Instructor: Chris Dorst
This course will focus on the relationship between the metaphysics of laws of nature and the metaphysics of time. We will begin by surveying some classical and contemporary positions in each field. With respect to laws, we will look at various Humean and anti-Humean positions; with respect to time, we will look at presentism, the growing block, and eternalism, as well as arguments about whether relativity motivates eternalism. Then we’ll turn to some recent work concerned with the relationship between laws and time. In this latter part of the course, we’ll explore questions like the following:

  • To what extent do various accounts of laws presuppose a position about the metaphysics of time?
  • In a block universe, what singles out one of the dimensions as temporal? Could this be a function of the laws?
  • How should we understand dynamical laws in a relativistic setting?
  • Is there a fundamental direction of time? To what extent is the answer to this question informed by adopting Humeanism or anti-Humeanism about laws?

Syllabus (PDF)

PHI 6698: Bioethics and Biotechnology

Instructor: Molly Gardner
This is a graduate seminar on issues in bioethics and biotechnology. We will consider a number of issues loosely organized around the themes of creating, extending, and ending lives.
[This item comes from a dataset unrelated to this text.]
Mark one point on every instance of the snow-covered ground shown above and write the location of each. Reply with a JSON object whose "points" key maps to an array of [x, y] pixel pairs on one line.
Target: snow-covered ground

Such issues include abortion, assisted reproduction, reproductive cloning, human enhancement, life extension, euthanasia, and creating and killing nonhuman animals. We will contextualize these issues within a variety of philosophical frameworks including utilitarianism, deontology, and pluralistic accounts of right and wrong. We will also consider and evaluate certain patterns of reasoning that show up in many of these debates. Such patterns include slippery-slope arguments, appeals to a distinction between what is natural and what is artificial, and appeals to various formulations of what is often referred to as “the precautionary principle.”

Syllabus (PDF)

PHI 6934 Special Topics: Political and Economic Philosophy

Instructor: Jonathan Rick
Ours is an age in which, for the right price, almost anything can be bought and sold. It is an age where the mechanism of the Market reigns supreme in organizing the production and distribution of nearly everything we might value (and, indeed, also much of what we don’t). Ours is not merely a market economy but a market society: The principles of market exchange increasingly govern more and more of our social life, well beyond even the buying and selling of material goods. Living in a market society, like any society, has its benefits and burdens. The aim of this course is to interrogate the value of living life on the open market – or, put alternatively, life organized within the political economic framework of Capitalism. These will be our governing, guiding questions: What exactly is a market society or Capitalist Political Economy? What are its principled origins and moral psychological underpinnings (for this latter question, we will focus primarily on the moral ‘economy’ of esteem and its relation to self-interested motivation)? What are the moral successes and moral limitations of market capitalism? What alternatives are there to Market Capitalism? Our readings be primarily historical, focusing on the political economic writings of Jean-Jacques Rousseau, Adam Smith, and Karl Marx. Some contemporary sources will also be considered as well.